Memory and Political Time: African and European Cultural Encounters

Gallous Atabongwoung, PhD |

Culture encompasses symbols, language, beliefs, values, and artefacts found in human societies. The components of culture could be categorised under “ideas and symbols” on the one hand and “artefacts” (material objects) on the other hand. Artefacts in the form of “statues,” for example, possess a strong cultural language that can represent the identity of a group of people. However, reflecting on the #RhodesMustFall campaign in South Africa, which was directed against a statue at the University of Cape Town (UCT), one would realise how artefacts can bring cultural entanglement to remembrance, and the consequences thereof.  For example, in the context of the #RhodesMustFall campaign, it was a revolt against culture, not artefacts. This is because culture can serve as an instrument of dominance. The #RhodesMustFall campaign was, therefore, a negative response to cultural entanglement. Notwithstanding, the problem with cultural entanglement is that cultures do not meet but people of different cultural backgrounds do.

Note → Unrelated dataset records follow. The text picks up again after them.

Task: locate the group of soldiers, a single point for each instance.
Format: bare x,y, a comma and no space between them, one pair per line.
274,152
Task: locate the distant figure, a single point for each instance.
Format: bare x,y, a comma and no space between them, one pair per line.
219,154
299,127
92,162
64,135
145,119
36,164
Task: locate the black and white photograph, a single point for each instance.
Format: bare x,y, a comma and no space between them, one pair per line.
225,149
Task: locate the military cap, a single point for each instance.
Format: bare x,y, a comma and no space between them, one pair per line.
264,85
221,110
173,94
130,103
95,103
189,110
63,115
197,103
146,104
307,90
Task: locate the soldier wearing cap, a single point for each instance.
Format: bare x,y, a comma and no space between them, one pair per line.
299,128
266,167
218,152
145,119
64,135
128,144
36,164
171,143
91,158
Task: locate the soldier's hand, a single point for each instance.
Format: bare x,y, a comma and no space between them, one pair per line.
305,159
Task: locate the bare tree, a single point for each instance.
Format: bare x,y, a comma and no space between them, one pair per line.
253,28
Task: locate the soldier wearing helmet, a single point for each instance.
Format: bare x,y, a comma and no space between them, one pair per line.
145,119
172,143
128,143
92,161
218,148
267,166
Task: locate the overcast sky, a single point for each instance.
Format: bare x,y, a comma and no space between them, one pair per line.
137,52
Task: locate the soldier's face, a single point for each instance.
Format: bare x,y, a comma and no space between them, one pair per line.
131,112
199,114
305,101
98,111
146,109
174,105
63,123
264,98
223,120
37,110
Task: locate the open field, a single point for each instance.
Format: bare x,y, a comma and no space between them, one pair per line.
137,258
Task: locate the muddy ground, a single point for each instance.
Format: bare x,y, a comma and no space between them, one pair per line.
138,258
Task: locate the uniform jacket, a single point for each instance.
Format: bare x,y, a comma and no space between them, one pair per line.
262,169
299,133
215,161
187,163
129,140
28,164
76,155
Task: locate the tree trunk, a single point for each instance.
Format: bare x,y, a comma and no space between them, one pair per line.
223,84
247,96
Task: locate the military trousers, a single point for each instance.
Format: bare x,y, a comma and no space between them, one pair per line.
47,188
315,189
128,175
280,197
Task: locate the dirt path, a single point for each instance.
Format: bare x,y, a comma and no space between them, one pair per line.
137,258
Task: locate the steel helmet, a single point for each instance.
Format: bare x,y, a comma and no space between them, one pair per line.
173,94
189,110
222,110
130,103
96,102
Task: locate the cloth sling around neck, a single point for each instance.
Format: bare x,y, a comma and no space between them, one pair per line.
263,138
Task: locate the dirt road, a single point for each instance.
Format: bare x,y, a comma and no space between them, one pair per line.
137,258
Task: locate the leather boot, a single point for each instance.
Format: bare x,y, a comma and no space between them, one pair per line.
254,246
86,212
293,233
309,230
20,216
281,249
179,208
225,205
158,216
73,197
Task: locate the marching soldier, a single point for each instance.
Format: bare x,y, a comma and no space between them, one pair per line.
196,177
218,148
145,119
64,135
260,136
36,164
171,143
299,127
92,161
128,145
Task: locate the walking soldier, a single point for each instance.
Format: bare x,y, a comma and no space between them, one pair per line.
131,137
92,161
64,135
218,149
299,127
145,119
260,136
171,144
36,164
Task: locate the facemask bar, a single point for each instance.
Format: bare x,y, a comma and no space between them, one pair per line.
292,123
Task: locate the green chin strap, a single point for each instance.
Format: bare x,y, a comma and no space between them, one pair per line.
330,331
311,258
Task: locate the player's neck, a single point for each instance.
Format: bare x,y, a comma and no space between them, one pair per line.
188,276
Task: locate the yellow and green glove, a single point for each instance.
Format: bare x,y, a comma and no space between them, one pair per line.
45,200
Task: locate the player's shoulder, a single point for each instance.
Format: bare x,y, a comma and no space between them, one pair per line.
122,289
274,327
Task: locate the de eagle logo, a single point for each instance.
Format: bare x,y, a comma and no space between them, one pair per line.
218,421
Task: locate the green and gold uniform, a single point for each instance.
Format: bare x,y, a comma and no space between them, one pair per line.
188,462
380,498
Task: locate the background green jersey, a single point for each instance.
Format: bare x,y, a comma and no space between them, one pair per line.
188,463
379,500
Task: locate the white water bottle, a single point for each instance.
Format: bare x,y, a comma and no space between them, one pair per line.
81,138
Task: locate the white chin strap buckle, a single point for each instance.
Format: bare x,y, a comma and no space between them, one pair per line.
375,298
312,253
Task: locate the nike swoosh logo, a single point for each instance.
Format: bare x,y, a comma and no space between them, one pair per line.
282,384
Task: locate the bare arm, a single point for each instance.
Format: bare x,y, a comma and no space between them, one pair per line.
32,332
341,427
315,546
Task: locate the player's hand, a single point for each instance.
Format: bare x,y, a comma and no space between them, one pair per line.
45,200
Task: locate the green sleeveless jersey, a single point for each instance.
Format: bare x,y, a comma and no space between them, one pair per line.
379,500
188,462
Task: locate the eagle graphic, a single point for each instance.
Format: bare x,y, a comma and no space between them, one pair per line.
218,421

Consequently, when we talk about cultural entanglement and the violent confrontation that often takes place, we are referring to the friction that takes place when people with different cultural identities negotiate about belonging within the same geographic spaces. The issue of “who is in and who is out” is relevant during the process because it is linked to “otherness” (the fact of being different) and other complexities that are involved when negotiating collective belonging. The #RhodesMustFall campaign in South Africa was, therefore, indicative of the memory of entanglement between Europeans and native Africans in South Africa. Geographic spaces belong to everyone because people arrive in different geographic spaces at different times.

No human being is supposed to be perceived as a foreigner anywhere in the world. Concerning African-European cultural entanglement in South Africa, it should be noted that Europeans who arrived in South Africa/Africa did not understand/learn African culture, languages, and spirituality. As a result, African languages and spiritualities were relegated to an inferior position below European languages and spirituality. Objectively speaking, the relegation of African languages below European languages, for example, was a result of the complex linguistic landscape of Africa. There are African countries with more than 200 native languages. This made interaction difficult. Hence, the use of European languages helps people of varied native languages to easily interact. We should, therefore, avoid the temptation to perceive the use of European languages in Africa as a mechanism of oppression. African societies pre- and post-colonisation did not have a single language. If that were the case, it would suffice to argue that the relegation of African languages was an act of oppression.

Therefore, as Africans in the present dispensation, we should refrain from perceiving European languages as “the languages of the oppressor.” We are obliged to be objective in our views. Ngugi Wa Thiongo’o advises us (Africans) “… to use European languages, but not to allow European languages to use us.” It is also our responsibility to create a language that can be used across the continent.
Certainly, human encounters do not exclude violent conflicts from occurring at the micro and macro levels. Sometimes it is a matter of time before a violent conflict takes place.

The memory of African and European cultural encounters is, however, not so much about truth, but about the experience. This is because truth in this context is a lived experience of peoples’ pain that must be acknowledged. Some early clashes between African and European encounters happened because of “difference – otherness”. If you are not like us, we must make you look like us – “culturalization.” This affected Africans the most, as envisaged in the dominance and dispossession of African societies by Europeans in South Africa. The traumatic memory of dispossession has been haunting native South Africans hitherto. It is, therefore, imperative to consider how African and European entanglement in South Africa can be reimagined. This issue is salient because there is a need to create a collective memory in South Africa that would work for Africans and Europeans equally. One way to do that is to leverage the South African cultural philosophical concept of Ubuntu (meaning I am, because you are). Ubuntu is important in South Africa in the present political time because of socio-economic agitations. Ubuntu would allow native South Africans and Europeans to look at the “land question” for the benefit of all.

However, if that is not possible, Africans and Europeans must learn to be tolerant and accommodating of each other to create a stable environment. This is what cultural encounters should do when perceived in a positive light. Africa and Europe are two allies with deep historical encounters. There is no need to propagate resentment and anti-European sentiments across South Africa/Africa. The negative effect of African and European encounters should, therefore, be noted by both parties. And the time to do that is now.